LwIP sample program failure

27 replies [Last post]
tamirmichael
Offline
Joined: 2012-04-13

Hello,

I have downloaded the port of lwIP for LPC17xx and encountered a program failure after some time the controller (LPC1788) handes bus events
(I ran the TCP echo sample, but I suspect that any will do to demonstrate this):

    /* all pbufs in a chain are referenced at least once */
    LWIP_ASSERT("pbuf_free: p->ref > 0", p->ref > 0);

Which can be found at pbuf.c, Line 627 of version 1.4.0 (the function "pbuf_free"). The failure occurrs both with dynamic and staticaly allocated heap after at most several minutes of running, being pinged or not.
How can this happen? Did you encounter this too? What can be done about it?

0
Your rating: None

Comment viewing options

Select your preferred way to display the comments and click "Save settings" to activate your changes.
wellsk's picture
wellsk
Online
Joined: 2011-05-17

I ran flood ping tests with tcpecho for a while (easily more than 2 minutes). but didn't see this issue. But I have seen this trap get hit before in specific cases (all of which shouldn't be present except for possible one...). larsjep (another developer) recently discovered an issue with the way chained pbufs are de-allocated in the 18xx/43xx port that may be contributing to this issue. (It's an 18xx/43xx patch, but the same logic should apply to the 17xx port).

The patch is here:
http://www.lpcware.com/content/bugtrackerissue/lwiplpc-lpc18xx43xx-drive...
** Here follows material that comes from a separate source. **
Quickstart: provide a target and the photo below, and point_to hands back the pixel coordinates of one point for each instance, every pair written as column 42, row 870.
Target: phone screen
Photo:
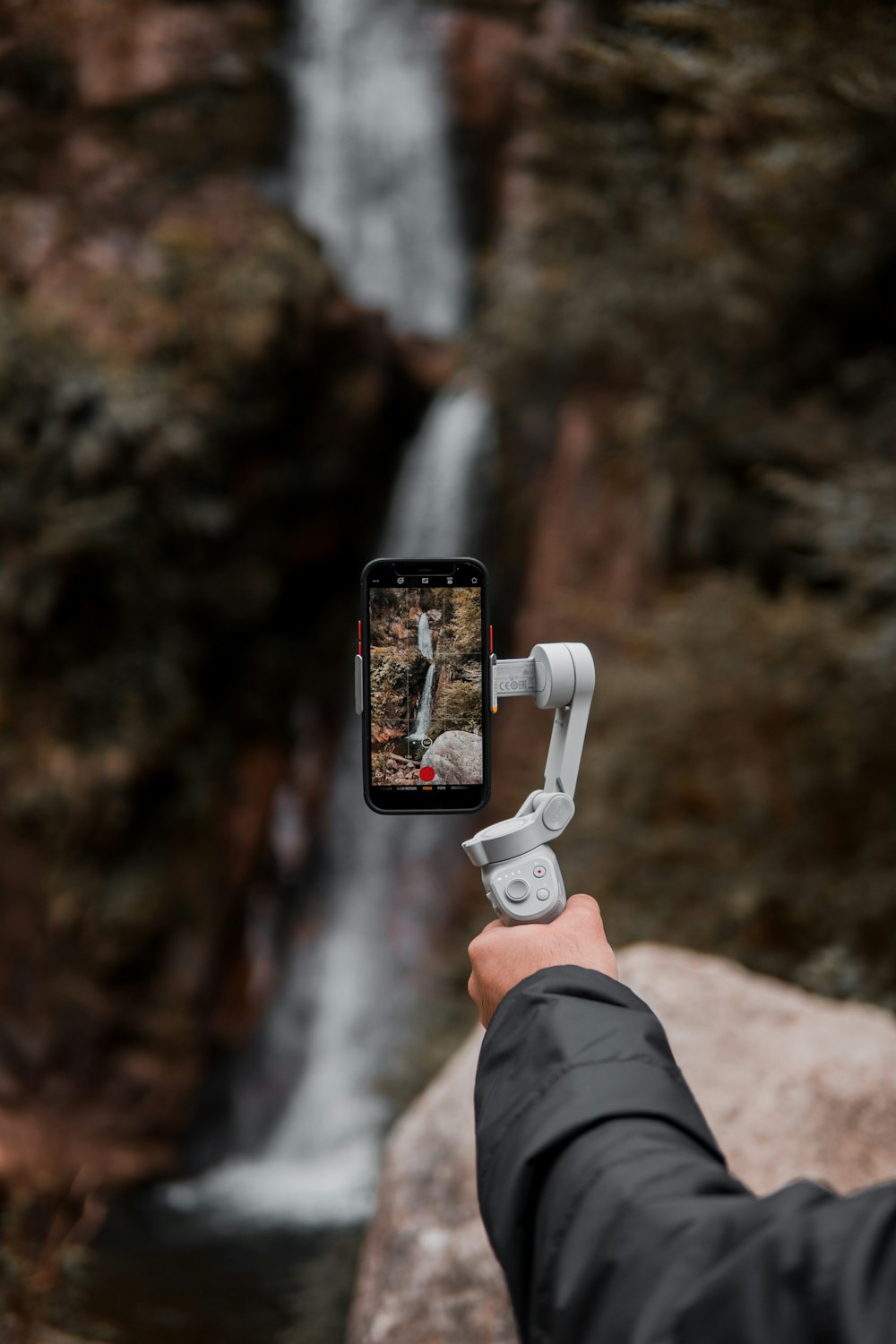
column 426, row 693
I've noticed problems with the reference counters getting messed up when under load with an RTOS when SYS_LIGHTWEIGHT_PROT is not enabled (SYS_LIGHTWEIGHT_PROT = 0 and NO_SYS = 0). Are you currently using one of the examples without any changes? If you are using a FreeRTOS based example (NO_SYS = 0), can you verify that the SYS_LIGHTWEIGHT_PROT option is set to 1?
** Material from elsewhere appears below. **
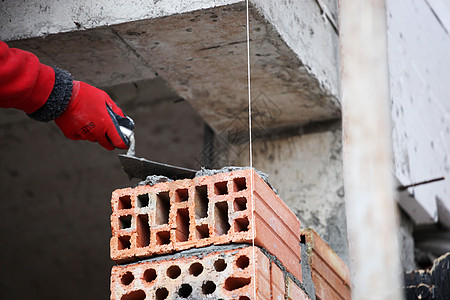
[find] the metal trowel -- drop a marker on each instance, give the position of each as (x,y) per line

Do you have a stack trace available, or know if the issue occurred from the TX or RX handler side?

Kevin Wells

NXP Semiconductors

Kevin Wells

NXP Semiconductors

tamirmichael
Offline
Joined: 2012-04-13

Thanks a lot for your reply. I will try to patch my sample/project tomorrow morning!
Yes, indeed, I have been using the sample without my change (after not understanding why my official project fails...).
I do not have stack trace available yet, but I am quite sure the failure occurs while processing a received message.
I will report more details tomorrow.
Thanks again!

tamirmichael
Offline
Joined: 2012-04-13

Kevin,

I have merged this change into the my project and it seems to have been working fine for a while now (pinged for about 30 minutes plus).
Thanks again for sharing this patch.

tamirmichael
Offline
Joined: 2012-04-13

A small update: I did see my program fail again after about an hour of operation. I cannot provide more details as my debugger was not connected.

wellsk's picture
wellsk
Online
Joined: 2011-05-17

Do what you can to identify the area of the problem and we'll try to repeat the issue here. Some type of case where the issue occurs would be very helpful (ie, the stack trace when the error occurs to help trace the failure path). The patch fixes a potential issue with TX pbufs only, but may or may not help at all. Are you using a standalone configuration or with an RTOS?

Kevin Wells

NXP Semiconductors

Kevin Wells

NXP Semiconductors

tamirmichael
Offline
Joined: 2012-04-13

In order to reproduce the problem, all you need to do is use the embedded artists LPC1788 evaluation board and program it with this sample program:

"nxpcommon\examples\lpc177x_8x\ea1788\ea1788_tcpecho_freertos"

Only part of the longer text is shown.